ちなみにDockerで動かすにあたりstandalone
モードにしてイメージサイズの縮小を図ったが、プロダクションビルドにDockerを使わないのであまり意味がないかもしれない。
import {withSentryConfig} from '@sentry/nextjs';
/** @type {import('next').NextConfig} */
const nextConfig = {
output:'standalone',
}
docker-compose構築
ローカルでの開発と同じように、ローカルのソースを変更したら開発サーバをホットリロードさせる構成としたかった。以下に課題を示す。
ハマりポイント
ローカルのソースを変更してもホットリロードされない。
当初はdev container
を使い、ワークスペースディレクトリとバインドマウントさせてローカルソースと同期させることで解決させようとした。

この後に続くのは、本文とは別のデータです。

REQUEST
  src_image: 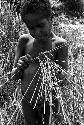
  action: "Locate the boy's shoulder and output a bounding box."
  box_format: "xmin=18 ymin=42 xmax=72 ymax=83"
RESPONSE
xmin=19 ymin=33 xmax=33 ymax=40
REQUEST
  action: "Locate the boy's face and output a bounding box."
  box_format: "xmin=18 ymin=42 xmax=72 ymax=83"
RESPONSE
xmin=25 ymin=14 xmax=52 ymax=41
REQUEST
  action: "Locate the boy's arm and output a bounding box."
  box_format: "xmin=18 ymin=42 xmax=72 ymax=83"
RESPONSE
xmin=56 ymin=42 xmax=68 ymax=85
xmin=11 ymin=36 xmax=26 ymax=81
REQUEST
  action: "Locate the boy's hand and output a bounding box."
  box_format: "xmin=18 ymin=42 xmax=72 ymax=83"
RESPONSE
xmin=39 ymin=52 xmax=54 ymax=61
xmin=17 ymin=54 xmax=32 ymax=70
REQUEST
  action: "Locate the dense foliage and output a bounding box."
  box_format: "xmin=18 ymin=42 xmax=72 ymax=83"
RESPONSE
xmin=0 ymin=2 xmax=84 ymax=125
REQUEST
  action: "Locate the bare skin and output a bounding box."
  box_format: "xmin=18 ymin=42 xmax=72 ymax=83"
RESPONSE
xmin=11 ymin=14 xmax=68 ymax=124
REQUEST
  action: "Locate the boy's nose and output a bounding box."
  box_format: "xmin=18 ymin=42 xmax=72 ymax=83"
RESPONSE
xmin=35 ymin=28 xmax=41 ymax=35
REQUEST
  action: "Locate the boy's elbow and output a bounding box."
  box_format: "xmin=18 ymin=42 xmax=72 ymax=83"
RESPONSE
xmin=11 ymin=68 xmax=19 ymax=81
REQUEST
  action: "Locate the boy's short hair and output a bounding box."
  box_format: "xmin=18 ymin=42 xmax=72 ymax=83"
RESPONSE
xmin=20 ymin=0 xmax=52 ymax=22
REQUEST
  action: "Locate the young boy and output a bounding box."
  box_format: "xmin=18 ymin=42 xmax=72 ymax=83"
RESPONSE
xmin=12 ymin=0 xmax=68 ymax=125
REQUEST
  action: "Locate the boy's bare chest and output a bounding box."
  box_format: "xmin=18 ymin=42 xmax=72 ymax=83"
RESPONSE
xmin=25 ymin=41 xmax=55 ymax=58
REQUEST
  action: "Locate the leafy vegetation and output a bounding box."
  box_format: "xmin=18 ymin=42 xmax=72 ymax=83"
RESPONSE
xmin=0 ymin=1 xmax=84 ymax=125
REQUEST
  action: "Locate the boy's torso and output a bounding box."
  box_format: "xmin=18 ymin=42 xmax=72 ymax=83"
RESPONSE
xmin=21 ymin=33 xmax=66 ymax=101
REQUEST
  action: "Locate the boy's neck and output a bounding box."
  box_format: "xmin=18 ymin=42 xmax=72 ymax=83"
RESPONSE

しかしうまく動かなかったのと、dev container
のメモリ消費量とパソコンのバッテリー消費量が以外と多く、断念した。
次に↓を参考にWATCHPACK_POLLING=true
を有効にしてnext dev
した。しかしこれもうまくいかなかった。そもそもコンテナ上にコピーしたソースコードを編集しないとホットリロードされないので、いちいちコンテナに入って開発するのは辛いと感じた。
解決法
↓を参考にDocker compose
のwatch
モードを利用することにした。このモードでホットリロードに対応しているフレームワークを動かすと、dockerでホットリロードを実現できる。
.dockerignore
に指定すれば監視の対象外にできるため、更新の多そうな以下のファイルをwatchの対象外にした。
node_modules
npm-debug.log
Dockerfile*
docker-compose*
.dockerignore
.git
.gitignore
README.md
LICENSE
.vscode
.next
*.swp
/scripts
また、package.json
が編集されたらイメージを再ビルドする設定とした。
最終的なファイルは以下の通り:
volumes:
pg-data:
services:
postgres:
container_name: postgres
image: postgres:16.4-alpine3.20
volumes:
- pg-data:/var/lib/postgresql/data
- type: bind
source: "./dump"
target: "/dump"
ports:
- "5432:5432"
environment:
- POSTGRES_DATABASE=postgres
- POSTGRES_USER=postgres
- POSTGRES_PASSWORD=password
- POSTGRES_ROOT_PASSWORD=root
healthcheck:
test: pg_isready -U postgres -d postgres
interval: 3s
timeout: 3s
retries: 5
app:
build:
context: '.'
dockerfile: Dockerfile
ports:
- "3000:3000"
command: >
sh -c "bun dev"
user: vscode
develop:
watch:
- action: sync
path: .
target: /app
- action: rebuild
path: ./package.json
depends_on:
postgres:
condition: service_healthy
target: /app
の/app
は、Dockerfile
で指定したWORKDIR
の /app
と同じ。
.env
ファイルの指定はしていない(next dev
で自動的に読み込んでくれるため)。
以下のbun dev
は、package.json
のscripts
で指定したnext dev --turbopack
が実行されるよう指定している。
command: >
sh -c "bun dev"
この状態で↓のコマンドでコンテナを起動し、ローカルのソースコードを編集するとホットリロードされた。
docker compose up --watch
dev container
で開発する手もないわけではないが、バインドマウントの指定が意図通りにいかない可能性が高く、かつ消費メモリも多く、これまでVSCodeで利用していた拡張機能を一から入れなおさないといけないのが辛さを感じた。
まとめ
これまでローカルで開発してきた体験をなるべく崩さず、かつ、開発環境のスピードも落とさずに開発するにはどうしたらよいか考えた結果、上記の設定となった。
そもそも、なぜ開発環境をDocker化したかというと、↓の記事のようにCIを動かしやすくするためだ。e2eをDocker環境で構築しておけば、github actions
で特殊な設定を多用せずともCI
を動かせると想定している。
この記事が誰かの参考になればうれしいです。